In 1994, a sleeper film about two philosophical h*t men, scamming boxers, robbing lovers, and drug dealers in Los Angeles rose to popularity. For wannabe Quentin Tarantino, Samuel L. Jackson, and John Travolta, Pulp Fiction was the career-launching film. Jackson received an Oscar for playing Jules Winnfield, the assassin who adores Jheri-Kurl and uses biblical quotations.
Jackson later starred as an angry father in A Time to Kill (1996), a hostile Harlem shopkeeper in Die Hard with a Vengeance (1995), and a high roller in Hard Eight (1997). Tarantino selected him as an arms dealer in Jackie Brown, earning him a Golden Globe nomination.

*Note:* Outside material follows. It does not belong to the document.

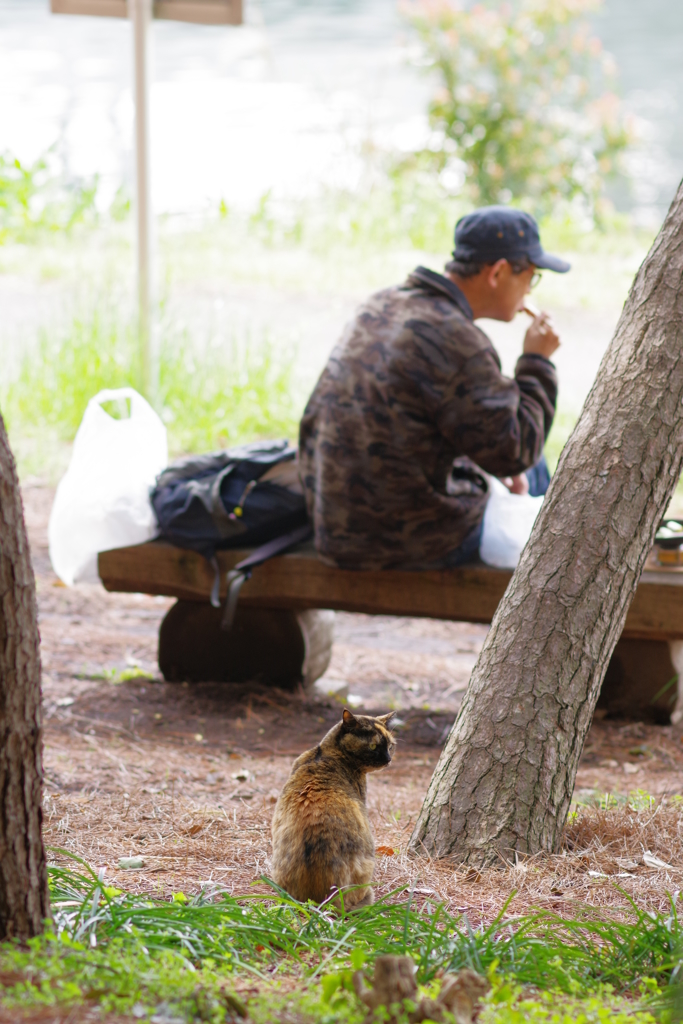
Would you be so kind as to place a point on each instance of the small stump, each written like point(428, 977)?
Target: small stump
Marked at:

Based on how he looks on-screen, Jackson could play a slick Manhattanite or a Playboy house resident off-screen. He is the head of the family, plays golf on the weekends, and lives in a Tudor on a tree-lined San Fernando Valley street where the biggest sounds are birds and lawn mowers.
“We wantеd our daughter to live in a homеy environmеnt,” says the actor, his mellow baritone commanding a scratchy cell phone somewhere between New York and Toronto.
In 1966, Jackson attended Morehouse College in Atlanta to study acting. After graduating, he and actress LaTanya Richardson from Spelman College moved to New York to seek careers in theater. They had first met there.
They got married, renovated a brownstone in Harlem, and had Zoé off camera. LaTanya’s 1993 CBS program was called Frannie’s Turn. They rented a house in Los Angeles since they knew how fickle Hollywood might be. The cancellation of thirteen episodes.